Co-Printed and Co-Sintered Packaging for Thermal Transfer Devices with LTCC and Copper

The demand for advanced materials in additive manufacturing has expanded from basic steels to more sophisticated composites and ceramics, enabling the production of high-performance materials and combinations. A significant challenge in device manufacturing is managing thermal flux and mitigating thermal expansion mismatches. By leveraging additive manufacturing and combining advanced materials, custom thermal transfer devices and packages made from alumina ceramics and copper can provide better thermal flux management and reduce thermal mismatches, ultimately increasing device lifetimes. In this work, we report on the continued development and optimization of processing and sintering conditions for a feedstock that combines low-temperature co-fired alumina ceramic (LTCC) with copper and copper-diamond composites. We explore the use of LTCC and copper in a fused filament fabrication (FFF) process for co-sintering.

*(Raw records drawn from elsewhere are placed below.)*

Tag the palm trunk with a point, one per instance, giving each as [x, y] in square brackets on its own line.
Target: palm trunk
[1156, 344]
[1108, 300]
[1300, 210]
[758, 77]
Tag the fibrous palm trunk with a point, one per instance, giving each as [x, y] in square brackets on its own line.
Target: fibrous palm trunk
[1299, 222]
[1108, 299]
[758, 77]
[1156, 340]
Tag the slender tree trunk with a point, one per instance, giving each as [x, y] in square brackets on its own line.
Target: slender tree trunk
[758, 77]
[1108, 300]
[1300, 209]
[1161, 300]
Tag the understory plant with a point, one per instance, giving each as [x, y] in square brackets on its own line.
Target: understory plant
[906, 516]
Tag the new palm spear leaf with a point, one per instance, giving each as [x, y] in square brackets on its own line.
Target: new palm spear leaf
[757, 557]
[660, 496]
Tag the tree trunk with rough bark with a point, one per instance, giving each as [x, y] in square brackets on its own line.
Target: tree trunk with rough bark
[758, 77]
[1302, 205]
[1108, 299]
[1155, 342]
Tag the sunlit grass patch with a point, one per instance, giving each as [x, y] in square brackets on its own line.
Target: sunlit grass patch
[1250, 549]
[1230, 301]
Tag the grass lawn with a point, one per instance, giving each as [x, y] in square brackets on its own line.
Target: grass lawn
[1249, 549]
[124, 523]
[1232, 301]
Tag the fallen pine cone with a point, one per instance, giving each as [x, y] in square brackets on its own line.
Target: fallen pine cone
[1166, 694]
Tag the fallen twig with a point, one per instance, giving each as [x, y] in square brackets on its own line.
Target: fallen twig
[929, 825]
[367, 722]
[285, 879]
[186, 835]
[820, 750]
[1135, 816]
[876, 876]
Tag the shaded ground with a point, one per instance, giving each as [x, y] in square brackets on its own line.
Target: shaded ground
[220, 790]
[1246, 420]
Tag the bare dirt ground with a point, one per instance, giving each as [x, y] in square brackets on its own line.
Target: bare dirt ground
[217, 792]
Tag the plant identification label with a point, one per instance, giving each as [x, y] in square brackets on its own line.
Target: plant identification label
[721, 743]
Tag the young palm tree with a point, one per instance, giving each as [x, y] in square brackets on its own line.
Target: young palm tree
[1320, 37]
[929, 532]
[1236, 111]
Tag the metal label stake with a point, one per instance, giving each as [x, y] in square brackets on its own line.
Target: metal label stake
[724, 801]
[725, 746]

Specifically, we investigated how inorganic additives affected the sintering temperature of LTCC, enabling sintering at a copper-compatible temperature. We also examined the impact of polymer composition and material loading on feedstock extrusion, 3D patterning, and solvent debinding. We evaluated the mechanical properties of 3D-printed parts and studied the influence of inert vacuum versus air atmospheres on the final product, and its impact on densification. To characterize our results, we employed thermogravimetric analysis, 3D scanning, scanning electron microscopy, cross-sectional analysis, x-ray diffraction, tensile testing and thermal transfer. Through process optimization in printing, debinding, and sintering, we achieved >95% of the theoretical density for LTCC, with sintering temperatures between 1000-1100°C without post-processing. This research broadens the material selection available for FFF and opens new possibilities for using LTCC and copper-based 3D-printed components in advanced technological applications.